SELF-INDULGENT POST SCRIPT:
Ready Player One is bizarre in its effect that I assume makes anyone who was young in the late 70's into early 80's feel like a secret club member in one way or the other. Other than the general ensnaring like recognizing video games we played back then or music or movies or TV from the era, here are just a few of the pre-existing specific hooks it leveraged in me as best I can recall:
- I had not literally seen "TRS-80" in print in decades when I first read it in the introduction. A voice in my head blurted out "the Trash 80!". I discredited the author at that point for not being aware of the popular bastardization of it but lo and behold it is not only mentioned later in the book but plays a role in plot development.
- I remember using BBS's, Gopher, Lynx, FidoNet, IRC, etc. and the exciting leaps forward in baud rates on dial-up modems, getting bounced offline when a roommate picked up the line to make a call in the middle of a game or download, so forth. Social media has been around forever; it's just that it's far easier to use nowadays and you don't have to actually use your mind to create the visuals. Curmudgeonliness acknowledged.
- Not only did I used to play D&D for a short stint in high school but in fact for a while I was a DM (no, not a Direct Message). I later sampled Vampire and others, but it wasn’t quite the same.
- I remember lining up quarters on the metal band across the marquis on arcade games (similar to stacking quarters on a pool table) and also walking through an arcade glancing at lines of quarters to estimate wait times on various machines.
- I used to watch Ultraman during the early years of grade school in the afternoons when it was on; we used to play Ultraman outside on the playground and argue about who had the beta-capsule and if Ultraman's red warning light had started blinking yet.
As I read through the book, I increasingly enjoyed the orchestrated feeling of belonging to a secret club - I got so many of the references and details it's frightening. I thought I'd successfully repressed most memories from that era. Cline pulled strings like a master puppeteer throughout.
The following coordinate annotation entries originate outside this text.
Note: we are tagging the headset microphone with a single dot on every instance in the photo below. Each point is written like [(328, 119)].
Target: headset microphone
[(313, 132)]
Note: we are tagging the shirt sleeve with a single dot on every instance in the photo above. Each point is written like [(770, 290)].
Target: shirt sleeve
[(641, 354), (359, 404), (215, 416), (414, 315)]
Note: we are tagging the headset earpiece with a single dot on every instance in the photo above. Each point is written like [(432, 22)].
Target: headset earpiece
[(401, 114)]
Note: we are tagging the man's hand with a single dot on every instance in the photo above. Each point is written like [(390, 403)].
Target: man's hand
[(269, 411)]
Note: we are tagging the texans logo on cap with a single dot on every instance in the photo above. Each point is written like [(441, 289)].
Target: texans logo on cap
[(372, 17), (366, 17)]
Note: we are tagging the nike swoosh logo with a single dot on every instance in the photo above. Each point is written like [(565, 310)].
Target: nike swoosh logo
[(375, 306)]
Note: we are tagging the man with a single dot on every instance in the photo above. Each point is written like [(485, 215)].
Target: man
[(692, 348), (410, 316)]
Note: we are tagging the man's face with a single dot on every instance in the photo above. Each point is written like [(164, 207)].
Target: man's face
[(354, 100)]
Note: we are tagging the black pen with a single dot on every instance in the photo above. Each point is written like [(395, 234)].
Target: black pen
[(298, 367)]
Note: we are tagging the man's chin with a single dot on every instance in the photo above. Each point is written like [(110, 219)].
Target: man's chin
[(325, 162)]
A final comment on the power of gaming - when I was in Santa Monica recently (I'd never been there in my life) the people that were driving the car said "Oh you have to check out the boardwalk and pier while you are here; it's such an icon" and we turned onto Santa Monica Blvd several blocks uphill from the pier and when I saw it stretched out into the ocean with the carnival rides silhouetted in the afternoon sea glare I got the strangest feeling. We drove down and onto the pier and I heard the click-clack click-clack under the wheels and took in more detail and I got a powerful sense of deja vu until it suddenly hit me that I knew this place because I had played a virtual version of it for untold hours in "Grand Theft Auto: San Andreas", running through both mandatory scenarios as well as just free-world playing, on everything from cars to motorcycles to bicycles to walking and running. All of this virtual game play and it was positively uncanny how real my memories felt when I encountered the physical location years later. Maybe someday we all really will have haptic gloves and headsets.